If you mean the big round ones? No, those are traffic lights for stop signals.
They came from All Electronics in California:
https://www.allelectronics.com/item/rtl-2/red-led-traffic-stop-light-120-vac-used/1.html
and are a foot across, so about the same size as many car and truck taillights.
I don't actually have them mounted on the trike; they're going to go on the detachable light bar for the various trailers I use. First I have to do something to work around the 115VAC power supply requirement. I have a number of ideas on that, but it's not something most people will want to deal with, so these aren't for everyone (even if they have the desire for lights this large :lol: ).
The trike is using two originally-incandescent taillgihts off Hondas (one scooter, one motorcycle, but by coincidence identical). I took the sockets out and lined the interior with 12V LED strips' it's brighter, more evenly illuminated, and takes less power. These are both tail and brake. They're each about the same rear surface area as my hand. They also are a couple of inches "deep" with all of that surface area illuminated as well, so they can be seen from any angle from any position that's behind or beside (or even above) them.
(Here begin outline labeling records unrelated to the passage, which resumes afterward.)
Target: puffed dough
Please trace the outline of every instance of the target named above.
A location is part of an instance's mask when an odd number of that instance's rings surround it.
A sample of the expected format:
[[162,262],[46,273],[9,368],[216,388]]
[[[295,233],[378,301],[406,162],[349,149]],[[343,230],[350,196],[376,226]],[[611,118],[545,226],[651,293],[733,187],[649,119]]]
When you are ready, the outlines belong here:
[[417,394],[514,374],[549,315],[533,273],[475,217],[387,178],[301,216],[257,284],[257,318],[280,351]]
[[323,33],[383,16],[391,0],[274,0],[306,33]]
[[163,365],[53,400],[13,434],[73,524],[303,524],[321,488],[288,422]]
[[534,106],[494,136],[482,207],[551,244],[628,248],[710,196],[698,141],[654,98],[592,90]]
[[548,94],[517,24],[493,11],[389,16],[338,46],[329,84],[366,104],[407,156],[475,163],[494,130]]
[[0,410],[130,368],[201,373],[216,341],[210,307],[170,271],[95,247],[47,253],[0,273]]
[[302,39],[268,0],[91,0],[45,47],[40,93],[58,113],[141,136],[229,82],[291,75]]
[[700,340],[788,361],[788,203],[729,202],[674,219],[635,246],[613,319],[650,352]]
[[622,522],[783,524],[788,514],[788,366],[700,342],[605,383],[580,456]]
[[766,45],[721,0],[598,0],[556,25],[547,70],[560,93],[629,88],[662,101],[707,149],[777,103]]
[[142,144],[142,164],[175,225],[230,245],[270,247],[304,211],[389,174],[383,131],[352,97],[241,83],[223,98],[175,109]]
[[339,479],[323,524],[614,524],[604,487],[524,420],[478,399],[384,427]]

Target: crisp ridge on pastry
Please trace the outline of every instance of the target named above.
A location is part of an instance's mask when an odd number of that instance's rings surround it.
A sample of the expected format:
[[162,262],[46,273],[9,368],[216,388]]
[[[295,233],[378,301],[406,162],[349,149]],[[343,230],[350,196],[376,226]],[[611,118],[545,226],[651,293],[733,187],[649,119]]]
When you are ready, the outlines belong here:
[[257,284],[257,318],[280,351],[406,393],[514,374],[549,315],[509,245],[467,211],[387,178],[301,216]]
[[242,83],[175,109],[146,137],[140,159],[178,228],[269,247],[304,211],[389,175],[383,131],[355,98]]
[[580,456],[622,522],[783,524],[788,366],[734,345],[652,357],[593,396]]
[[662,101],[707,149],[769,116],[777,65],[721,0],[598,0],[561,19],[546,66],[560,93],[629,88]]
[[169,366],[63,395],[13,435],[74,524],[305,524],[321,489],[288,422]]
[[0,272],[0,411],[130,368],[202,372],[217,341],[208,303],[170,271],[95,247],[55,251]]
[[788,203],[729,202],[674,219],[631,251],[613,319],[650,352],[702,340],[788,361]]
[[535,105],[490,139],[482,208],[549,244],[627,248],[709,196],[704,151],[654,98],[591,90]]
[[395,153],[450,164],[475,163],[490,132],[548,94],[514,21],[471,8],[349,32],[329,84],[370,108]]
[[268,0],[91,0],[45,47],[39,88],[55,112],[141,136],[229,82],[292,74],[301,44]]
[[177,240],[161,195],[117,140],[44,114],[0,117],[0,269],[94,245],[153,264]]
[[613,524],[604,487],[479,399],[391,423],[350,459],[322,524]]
They also have a completely clear lens on the bottom, to let the lights inside illuminate a license plate on the vehicles they came from. For me, that lights up the road behind and beside the trike (though not nearly as much as the light on the rack in ffront of the taillgithing bar, whcih lights teh entire cargo area and deck and surrounding road, making the entire trike look much larger as it goes down the road (and thus more "worth looking at" to the brain).
Then between them there's a "third brakeligth" from a car or truck (like in or above the rear window); it is incandescent as I didn't have enough LED strips to fill it at teh time (I probably do now).
FWIW, long strips of lights can have as much surface area, but it's not in the shape most people are "trained" to look for so they don't immediately judge things based on it--the closest thing they usually see is roadside advertising / store signs, which are stationary and not on the road so their brain may choose to completely ignore it until it becomes obvious it's actually on the road and brings it to conscious attention to deal with it.
So you can do as several people here on ES ahve done, and add long waterproof LED strips to the seatstays and fork (and downtube, etc).
I have white strips on the "downtube" of the trike and CrazyBIke2, and though these are visible from teh front, they are really there to light up the road around me so I look bigger. (it works--at night, drivers pass farther away from me when it's turned on, and both follow and pass closer when it's off.